Diminuzione delle scorte di peacekeeping russe per gli agricoltori armeni locali prima e dopo l'invasione russa dell'Ucraina, che ha impedito alla missione di affrontare il peggioramento della situazione della sicurezza nel Nagorno-Karabakh. Basato su rapporti giornalieri fino al ritiro della missione. Creato dall'autrice

Diminuzione delle scorte di peacekeeping russe per gli agricoltori armeni locali prima e dopo l’invasione russa dell’Ucraina, che ha impedito alla missione di affrontare il peggioramento della situazione della sicurezza nel Nagorno-Karabakh. Basato su rapporti giornalieri fino al ritiro della missione. Creato dall’autrice

La fine della missione russa

L’impotenza della missione è diventata innegabile quando, nell’autunno del 2022, le forze azerbaijane hanno preso il controllo dell’unica strada che collegava il Nagorno Karabakh all’Armenia. I peacekeeper russi, un tempo considerati garanti di sicurezza della rotta, sono rimasti a guardare il blocco di nove mesi imposto dall’Azerbaijan che ha ridotto la regione allo stremo, culminando con un’offensiva militare che, in un solo giorno, ha posto fine alla presenza armena nell’enclave.

Dopo la vittoria dell’Azerbaijan, Mosca ha cercato di scaricare la colpa sull’Armenia che, con il deteriorarsi della situazione, ha provato a coinvolgere mediatori occidentali. Considerando però che la Russia ha schierato unilateralmente le sue forze di peacekeeping, i paesi occidentali e le organizzazioni internazionali non hanno potuto incidere immediatamente sugli eventi in Nagorno Karabakh, consapevoli al contempo di non poter intervenire senza il consenso di Baku. L’Unione europea non ha potuto fare molto oltre a inviare una missione civile di monitoraggio in Armenia dopo l’attacco transfrontaliero lanciato dall’Azerbaijan nel settembre del 2022.

A segnare la fine di una missione fallita è stata la morte di alcuni membri delle forze di peacekeeping russe, compreso un vice comandante, durante l’offensiva finale dell’Azerbaijan nel settembre del 2023. A differenza del 2008, quando Mosca aveva risposto alla morte dei suoi peacekeeper in Ossezia del Sud con un intervento militare su vasta scala in Georgia, in Nagorno Karabakh la Russia ha prontamente accettato le scuse di Baku, proseguendo come se nulla fosse.

Un anno dopo, un monumento ai peacekeeper caduti è sorto di fronte alla sede della missione, poco prima che le ultime truppe russe si ritirassero silenziosamente da una regione in cui non avevano più alcuna funzione.

Lezioni da trarre

Il destino delle forze di pace russe in Nagorno Karabakh rivela una realtà più ampia: gli accordi, a prescindere dal potere dei leader coinvolti, possono rapidamente andare in frantumi se non dispongono di garanzie vincolanti da parte di una coalizione di stati e organizzazioni internazionali.
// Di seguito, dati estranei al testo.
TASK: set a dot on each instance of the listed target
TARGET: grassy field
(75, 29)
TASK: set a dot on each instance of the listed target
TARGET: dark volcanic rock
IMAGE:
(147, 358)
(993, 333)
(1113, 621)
Senza tali garanzie, gli accordi di pace diventano ostaggi dei mutamenti geopolitici e rischiano di degenerare in un preludio a nuovi conflitti, sfollamenti di massa e guerre prolungate.

Il fallimento in Nagorno Karabakh è un forte monito per i fautori degli accordi di pace in Ucraina, e non solo. L’assenza di garanzie credibili porta alla catastrofe. Il prezzo da pagare per aver ignorato questa lezione si conta in vite umane perse, generazioni di sfollati e conflitti infiniti.